Having crafted some less ambitious pieces for a hip-hop group, a flashmob and members of the Paris Conservatoire, Gillot made her choreographic debut at the Garnier with a half-hour abstract work for 19 dancers, all of whom, men and women, performed in pointe shoes on a slick reflecting surface.


Dressed identically in fitted trousers with cords knotted around their bare or seemingly bare torsos, they shared and swapped gender roles, with the women sometimes carrying the men and the men turning and balancing unsupported on pointe. Interviewed for the program, Gillot spoke about her desire to “desexualize certain laws” of ballet in order to explore her classical heritage and its future development.

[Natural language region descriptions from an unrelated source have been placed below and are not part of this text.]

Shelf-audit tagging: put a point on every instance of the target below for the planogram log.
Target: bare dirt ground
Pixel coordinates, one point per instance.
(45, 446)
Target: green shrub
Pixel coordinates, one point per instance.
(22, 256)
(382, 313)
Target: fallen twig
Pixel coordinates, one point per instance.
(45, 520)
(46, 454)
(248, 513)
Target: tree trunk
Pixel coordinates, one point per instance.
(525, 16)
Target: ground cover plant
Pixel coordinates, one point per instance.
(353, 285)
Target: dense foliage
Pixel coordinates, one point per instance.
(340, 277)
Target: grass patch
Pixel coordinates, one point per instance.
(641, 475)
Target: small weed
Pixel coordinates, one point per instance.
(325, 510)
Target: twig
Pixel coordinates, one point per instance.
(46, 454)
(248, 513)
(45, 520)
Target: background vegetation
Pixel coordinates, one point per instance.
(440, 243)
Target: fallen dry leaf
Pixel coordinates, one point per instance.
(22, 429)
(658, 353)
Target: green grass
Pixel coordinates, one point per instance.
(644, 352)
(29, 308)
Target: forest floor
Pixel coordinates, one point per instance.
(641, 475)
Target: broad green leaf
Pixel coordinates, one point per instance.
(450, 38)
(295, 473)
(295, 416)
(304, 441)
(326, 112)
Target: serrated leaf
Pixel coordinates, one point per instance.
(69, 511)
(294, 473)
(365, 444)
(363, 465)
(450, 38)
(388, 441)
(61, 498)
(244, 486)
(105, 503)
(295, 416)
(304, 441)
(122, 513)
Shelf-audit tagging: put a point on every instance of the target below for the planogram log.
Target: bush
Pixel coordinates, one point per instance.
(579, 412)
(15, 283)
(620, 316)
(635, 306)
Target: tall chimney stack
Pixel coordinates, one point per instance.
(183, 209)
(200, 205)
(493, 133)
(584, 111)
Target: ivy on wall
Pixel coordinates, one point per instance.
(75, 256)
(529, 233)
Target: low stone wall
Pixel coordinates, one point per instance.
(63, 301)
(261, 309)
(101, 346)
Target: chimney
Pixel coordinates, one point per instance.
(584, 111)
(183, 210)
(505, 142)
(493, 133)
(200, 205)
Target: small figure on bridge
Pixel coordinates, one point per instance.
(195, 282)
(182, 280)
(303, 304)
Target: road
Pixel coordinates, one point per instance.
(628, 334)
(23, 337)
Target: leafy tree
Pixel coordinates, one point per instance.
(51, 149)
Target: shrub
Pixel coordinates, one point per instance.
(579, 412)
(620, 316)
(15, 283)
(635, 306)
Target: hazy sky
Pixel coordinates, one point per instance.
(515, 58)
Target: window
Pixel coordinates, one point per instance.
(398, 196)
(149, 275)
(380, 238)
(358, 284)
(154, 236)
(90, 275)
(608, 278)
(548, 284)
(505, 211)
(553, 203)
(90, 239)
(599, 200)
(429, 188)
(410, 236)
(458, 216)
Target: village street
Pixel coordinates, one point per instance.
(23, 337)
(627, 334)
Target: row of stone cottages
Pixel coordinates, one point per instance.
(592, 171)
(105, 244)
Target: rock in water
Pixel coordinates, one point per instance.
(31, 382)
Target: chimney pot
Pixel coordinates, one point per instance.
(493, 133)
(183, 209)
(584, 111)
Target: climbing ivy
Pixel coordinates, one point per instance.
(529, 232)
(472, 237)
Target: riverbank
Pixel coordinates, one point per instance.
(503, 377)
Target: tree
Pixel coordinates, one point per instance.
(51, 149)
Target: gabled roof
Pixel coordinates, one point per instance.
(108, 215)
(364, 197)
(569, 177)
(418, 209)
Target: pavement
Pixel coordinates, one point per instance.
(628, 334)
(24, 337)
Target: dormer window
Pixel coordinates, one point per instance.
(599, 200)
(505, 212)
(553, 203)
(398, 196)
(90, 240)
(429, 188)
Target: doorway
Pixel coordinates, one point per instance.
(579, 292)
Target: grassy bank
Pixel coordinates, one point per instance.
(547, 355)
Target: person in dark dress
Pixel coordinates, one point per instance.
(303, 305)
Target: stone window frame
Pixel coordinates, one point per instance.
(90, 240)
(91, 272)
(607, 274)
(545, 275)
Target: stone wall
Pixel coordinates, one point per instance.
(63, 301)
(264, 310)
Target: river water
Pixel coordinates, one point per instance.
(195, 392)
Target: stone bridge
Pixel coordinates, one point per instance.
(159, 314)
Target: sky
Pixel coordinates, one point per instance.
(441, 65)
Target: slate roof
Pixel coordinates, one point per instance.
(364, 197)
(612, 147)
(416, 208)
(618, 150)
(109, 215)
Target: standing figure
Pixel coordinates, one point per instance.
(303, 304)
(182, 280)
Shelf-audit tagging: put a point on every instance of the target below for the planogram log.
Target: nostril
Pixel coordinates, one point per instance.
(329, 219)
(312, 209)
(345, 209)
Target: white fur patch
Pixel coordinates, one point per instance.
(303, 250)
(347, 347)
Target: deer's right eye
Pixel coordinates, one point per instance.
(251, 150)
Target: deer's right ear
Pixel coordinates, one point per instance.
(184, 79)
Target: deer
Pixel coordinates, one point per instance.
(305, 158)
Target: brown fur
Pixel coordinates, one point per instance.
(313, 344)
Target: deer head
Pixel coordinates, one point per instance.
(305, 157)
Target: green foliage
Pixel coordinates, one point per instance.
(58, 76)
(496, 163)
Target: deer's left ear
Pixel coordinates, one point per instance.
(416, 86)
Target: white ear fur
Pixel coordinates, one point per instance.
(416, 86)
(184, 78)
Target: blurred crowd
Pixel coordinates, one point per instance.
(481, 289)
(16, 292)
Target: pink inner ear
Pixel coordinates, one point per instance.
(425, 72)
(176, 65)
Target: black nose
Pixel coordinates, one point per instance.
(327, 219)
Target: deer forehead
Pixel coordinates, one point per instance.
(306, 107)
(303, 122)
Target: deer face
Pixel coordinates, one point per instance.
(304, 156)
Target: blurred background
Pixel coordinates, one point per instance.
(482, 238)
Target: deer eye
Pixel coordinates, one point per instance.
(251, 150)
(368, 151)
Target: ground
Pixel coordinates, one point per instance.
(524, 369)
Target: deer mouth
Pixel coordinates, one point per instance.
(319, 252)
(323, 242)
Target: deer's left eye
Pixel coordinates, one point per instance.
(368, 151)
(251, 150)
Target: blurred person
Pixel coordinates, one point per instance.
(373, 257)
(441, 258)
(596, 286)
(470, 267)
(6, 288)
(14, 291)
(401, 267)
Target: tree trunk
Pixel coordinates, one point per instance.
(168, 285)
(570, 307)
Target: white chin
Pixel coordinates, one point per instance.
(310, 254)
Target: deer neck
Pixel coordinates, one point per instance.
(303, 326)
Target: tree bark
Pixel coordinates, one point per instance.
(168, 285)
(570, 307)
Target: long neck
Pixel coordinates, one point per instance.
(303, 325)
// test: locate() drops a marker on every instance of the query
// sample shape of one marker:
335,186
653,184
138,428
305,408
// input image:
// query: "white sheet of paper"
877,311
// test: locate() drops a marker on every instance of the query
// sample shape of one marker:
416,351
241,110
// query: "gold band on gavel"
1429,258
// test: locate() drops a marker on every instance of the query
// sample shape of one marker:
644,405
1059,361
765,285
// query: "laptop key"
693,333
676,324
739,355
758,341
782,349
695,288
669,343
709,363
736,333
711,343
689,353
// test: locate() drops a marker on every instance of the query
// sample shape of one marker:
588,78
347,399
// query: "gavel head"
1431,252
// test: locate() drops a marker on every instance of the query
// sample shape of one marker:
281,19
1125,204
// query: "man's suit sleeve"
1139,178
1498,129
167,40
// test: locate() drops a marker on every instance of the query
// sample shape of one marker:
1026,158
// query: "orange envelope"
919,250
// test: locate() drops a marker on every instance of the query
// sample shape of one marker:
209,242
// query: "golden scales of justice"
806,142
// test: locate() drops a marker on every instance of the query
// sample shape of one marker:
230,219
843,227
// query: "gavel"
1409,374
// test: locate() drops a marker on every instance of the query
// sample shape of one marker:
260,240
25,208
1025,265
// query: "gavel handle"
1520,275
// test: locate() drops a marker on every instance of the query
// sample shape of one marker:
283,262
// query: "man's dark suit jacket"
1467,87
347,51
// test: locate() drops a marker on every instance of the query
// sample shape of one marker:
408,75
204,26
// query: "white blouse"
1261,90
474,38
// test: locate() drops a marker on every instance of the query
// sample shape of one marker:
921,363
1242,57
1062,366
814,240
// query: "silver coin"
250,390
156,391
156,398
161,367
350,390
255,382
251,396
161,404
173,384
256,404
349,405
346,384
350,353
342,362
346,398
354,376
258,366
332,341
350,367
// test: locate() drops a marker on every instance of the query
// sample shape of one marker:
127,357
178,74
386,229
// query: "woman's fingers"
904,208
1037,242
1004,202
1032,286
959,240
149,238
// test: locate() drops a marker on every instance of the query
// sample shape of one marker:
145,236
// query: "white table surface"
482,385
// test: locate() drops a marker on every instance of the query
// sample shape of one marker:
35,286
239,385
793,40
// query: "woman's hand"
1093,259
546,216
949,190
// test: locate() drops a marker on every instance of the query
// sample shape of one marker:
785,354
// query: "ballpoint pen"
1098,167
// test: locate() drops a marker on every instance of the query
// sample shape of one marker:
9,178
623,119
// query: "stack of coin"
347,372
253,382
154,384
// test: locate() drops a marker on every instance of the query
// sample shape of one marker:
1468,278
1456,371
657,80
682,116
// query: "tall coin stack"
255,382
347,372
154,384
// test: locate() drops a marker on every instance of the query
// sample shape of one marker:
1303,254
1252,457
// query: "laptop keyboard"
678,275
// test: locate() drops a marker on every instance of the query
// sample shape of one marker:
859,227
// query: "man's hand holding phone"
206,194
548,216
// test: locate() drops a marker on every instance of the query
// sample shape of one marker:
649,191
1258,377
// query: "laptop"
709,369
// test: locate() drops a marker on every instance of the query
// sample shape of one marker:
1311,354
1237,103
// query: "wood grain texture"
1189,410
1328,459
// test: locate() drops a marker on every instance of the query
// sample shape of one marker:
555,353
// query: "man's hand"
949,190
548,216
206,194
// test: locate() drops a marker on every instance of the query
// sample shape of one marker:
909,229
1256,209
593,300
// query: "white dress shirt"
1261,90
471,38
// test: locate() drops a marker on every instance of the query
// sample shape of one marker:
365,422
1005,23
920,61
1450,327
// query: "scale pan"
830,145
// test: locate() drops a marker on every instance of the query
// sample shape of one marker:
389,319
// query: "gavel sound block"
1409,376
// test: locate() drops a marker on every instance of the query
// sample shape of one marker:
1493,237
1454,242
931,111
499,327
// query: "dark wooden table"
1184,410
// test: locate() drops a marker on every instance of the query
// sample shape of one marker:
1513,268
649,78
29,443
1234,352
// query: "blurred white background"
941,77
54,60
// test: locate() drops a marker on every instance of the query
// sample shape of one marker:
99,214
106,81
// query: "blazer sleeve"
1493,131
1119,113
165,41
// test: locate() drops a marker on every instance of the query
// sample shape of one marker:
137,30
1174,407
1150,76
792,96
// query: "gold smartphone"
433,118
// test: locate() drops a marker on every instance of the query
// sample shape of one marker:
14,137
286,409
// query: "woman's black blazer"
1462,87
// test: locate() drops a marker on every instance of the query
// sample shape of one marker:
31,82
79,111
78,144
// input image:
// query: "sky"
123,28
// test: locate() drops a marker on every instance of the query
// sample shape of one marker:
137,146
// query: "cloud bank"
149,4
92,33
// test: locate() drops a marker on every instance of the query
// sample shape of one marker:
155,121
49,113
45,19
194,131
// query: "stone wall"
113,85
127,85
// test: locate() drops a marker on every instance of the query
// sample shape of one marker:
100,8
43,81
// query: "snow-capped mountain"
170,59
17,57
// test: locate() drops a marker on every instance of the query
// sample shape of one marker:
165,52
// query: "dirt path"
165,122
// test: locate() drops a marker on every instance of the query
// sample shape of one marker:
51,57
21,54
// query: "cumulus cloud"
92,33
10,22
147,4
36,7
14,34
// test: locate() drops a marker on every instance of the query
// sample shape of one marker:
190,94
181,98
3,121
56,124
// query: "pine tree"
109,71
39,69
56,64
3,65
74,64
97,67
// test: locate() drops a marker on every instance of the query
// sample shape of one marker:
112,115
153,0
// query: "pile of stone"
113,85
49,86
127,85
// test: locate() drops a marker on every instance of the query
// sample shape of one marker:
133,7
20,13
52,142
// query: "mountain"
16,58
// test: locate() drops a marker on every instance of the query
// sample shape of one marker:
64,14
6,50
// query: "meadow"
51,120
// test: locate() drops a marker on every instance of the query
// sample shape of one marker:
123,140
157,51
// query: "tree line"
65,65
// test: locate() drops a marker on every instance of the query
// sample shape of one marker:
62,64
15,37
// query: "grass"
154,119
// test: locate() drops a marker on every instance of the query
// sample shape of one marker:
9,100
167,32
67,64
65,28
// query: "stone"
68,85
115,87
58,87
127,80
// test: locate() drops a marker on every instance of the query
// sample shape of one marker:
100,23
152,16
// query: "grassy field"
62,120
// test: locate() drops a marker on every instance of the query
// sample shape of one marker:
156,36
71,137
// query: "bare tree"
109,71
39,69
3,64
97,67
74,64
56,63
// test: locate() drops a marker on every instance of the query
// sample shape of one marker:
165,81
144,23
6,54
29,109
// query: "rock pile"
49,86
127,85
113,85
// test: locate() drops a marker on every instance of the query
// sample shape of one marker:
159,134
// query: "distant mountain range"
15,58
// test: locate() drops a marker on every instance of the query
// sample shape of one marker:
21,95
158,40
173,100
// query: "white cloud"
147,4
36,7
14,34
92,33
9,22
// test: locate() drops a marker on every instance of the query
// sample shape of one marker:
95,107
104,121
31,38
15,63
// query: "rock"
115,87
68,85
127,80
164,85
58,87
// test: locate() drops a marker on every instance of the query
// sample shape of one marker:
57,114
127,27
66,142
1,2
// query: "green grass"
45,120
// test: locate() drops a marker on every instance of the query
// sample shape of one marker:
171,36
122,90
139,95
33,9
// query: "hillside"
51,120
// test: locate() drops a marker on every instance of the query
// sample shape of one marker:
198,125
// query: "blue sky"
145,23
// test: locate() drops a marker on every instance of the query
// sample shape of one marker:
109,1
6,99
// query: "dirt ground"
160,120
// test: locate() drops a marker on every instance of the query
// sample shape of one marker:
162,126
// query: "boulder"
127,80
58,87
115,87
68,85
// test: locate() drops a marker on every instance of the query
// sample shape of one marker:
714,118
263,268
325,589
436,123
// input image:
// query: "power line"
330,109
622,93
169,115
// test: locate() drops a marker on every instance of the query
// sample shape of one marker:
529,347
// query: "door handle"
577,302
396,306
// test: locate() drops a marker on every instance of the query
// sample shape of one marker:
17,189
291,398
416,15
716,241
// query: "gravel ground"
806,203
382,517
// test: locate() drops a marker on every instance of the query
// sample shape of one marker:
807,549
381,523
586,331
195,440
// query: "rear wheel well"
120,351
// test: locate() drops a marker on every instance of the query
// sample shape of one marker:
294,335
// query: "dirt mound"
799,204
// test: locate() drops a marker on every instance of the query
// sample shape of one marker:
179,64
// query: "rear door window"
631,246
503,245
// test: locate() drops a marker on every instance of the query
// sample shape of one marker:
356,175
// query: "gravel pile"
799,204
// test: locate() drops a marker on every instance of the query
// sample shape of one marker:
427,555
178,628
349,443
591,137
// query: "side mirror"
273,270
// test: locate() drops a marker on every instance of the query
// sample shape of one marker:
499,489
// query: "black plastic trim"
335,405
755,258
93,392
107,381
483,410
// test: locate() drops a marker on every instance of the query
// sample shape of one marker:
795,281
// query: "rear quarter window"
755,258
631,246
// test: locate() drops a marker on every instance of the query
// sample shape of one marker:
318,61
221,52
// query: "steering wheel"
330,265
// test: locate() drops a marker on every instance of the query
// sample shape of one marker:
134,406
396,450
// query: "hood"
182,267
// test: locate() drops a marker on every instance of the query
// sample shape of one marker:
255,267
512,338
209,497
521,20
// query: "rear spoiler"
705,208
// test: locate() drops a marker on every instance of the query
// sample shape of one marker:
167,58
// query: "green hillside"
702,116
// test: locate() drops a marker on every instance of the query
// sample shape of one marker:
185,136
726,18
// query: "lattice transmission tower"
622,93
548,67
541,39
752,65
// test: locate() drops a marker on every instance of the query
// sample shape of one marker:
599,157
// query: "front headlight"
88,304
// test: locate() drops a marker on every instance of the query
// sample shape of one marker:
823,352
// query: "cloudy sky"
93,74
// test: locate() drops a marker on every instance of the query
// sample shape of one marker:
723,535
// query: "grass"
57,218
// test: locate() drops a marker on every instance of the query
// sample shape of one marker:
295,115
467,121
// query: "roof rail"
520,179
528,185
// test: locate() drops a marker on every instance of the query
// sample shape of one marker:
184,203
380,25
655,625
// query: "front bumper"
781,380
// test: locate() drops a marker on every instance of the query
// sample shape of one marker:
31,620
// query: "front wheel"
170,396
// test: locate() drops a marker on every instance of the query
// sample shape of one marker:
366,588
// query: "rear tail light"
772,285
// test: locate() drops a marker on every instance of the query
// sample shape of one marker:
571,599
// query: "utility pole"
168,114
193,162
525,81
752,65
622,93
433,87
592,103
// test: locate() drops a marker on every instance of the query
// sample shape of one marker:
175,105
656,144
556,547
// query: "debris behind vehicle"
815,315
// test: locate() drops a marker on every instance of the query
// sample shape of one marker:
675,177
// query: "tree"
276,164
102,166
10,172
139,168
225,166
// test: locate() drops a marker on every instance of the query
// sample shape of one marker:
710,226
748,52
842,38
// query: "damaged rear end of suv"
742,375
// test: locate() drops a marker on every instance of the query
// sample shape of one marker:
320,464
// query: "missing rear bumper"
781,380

Whatever her intention, in the act of transforming her ambitious concept into reality she undercut the dancers’ elegant skill and left them looking dedicated but awkward. Feet parallel and knees bent, the men staggered around like beginners who were unsure of their balance and their ability to remain upright. Their pirouettes wobbled, their jumps scarcely left the floor.

 

 

Vincent Chaillet in Marie Agn
ès-Gillot’s Sous Apparence.

All photos by Julien Benhamou, courtesy Paris Opéra Ballet.

 

More at home in their shoes, the women turned their feet in and broke their poses into sharp angles, often slinging themselves around the men to be dragged away. Except in one striking unison ensemble built around yearning port de bras, they too sacrificed their hard-won grace to Gillot’s vapid dabbling in non-classical shapes.


In one sequence, dancer after dancer ended a quick run across the stage with a deliberate skid, front foot pointed, back foot slightly flexed. It could have been fun, for us as well as the performers. But their studied relaxation seemed cheerless, less a bravura display of controlled risk than a conceptual proposition.


When Merce Cunningham choreographed Un jour ou deux for this company in 1973, it lasted 90 minutes and constituted a complete program. Following Gillot’s piece, his one-hour revised version (1986) realized her goal more effectively than she did, fusing a contemporary sensibility to ballet as if they were made for each other.

 

 

Artists of Paris Opéra Ballet in Merce Cunningham’s
Un jour ou deux.

 

As usual, the movement, John Cage’s delicate percussive score, and Jasper Johns’ designs—two translucent scrims and pearly gray and white unitards—were created without reference to each other. Yet together they defined a serene atmosphere that displayed these magnificent dancers at their best, in full command of both the classical language and its modern, off-kilter reinvention.


Guided from childhood toward an assured, polished technique, as adults these artists can bend it to any purpose, which is precisely what Cunningham’s choreography demands. Their confidence functioned for us like a signpost, calmly directing our attention to each gesture’s intrinsic potential.


Curved backs straightened and then twisted like taffy, partners overlapped without touching, flurries of soundless beats exploded out of nowhere.


Every unexpected change of direction, balance, or dynamic led us to consider the infinite possibilities that can materialize in the blink of an eye.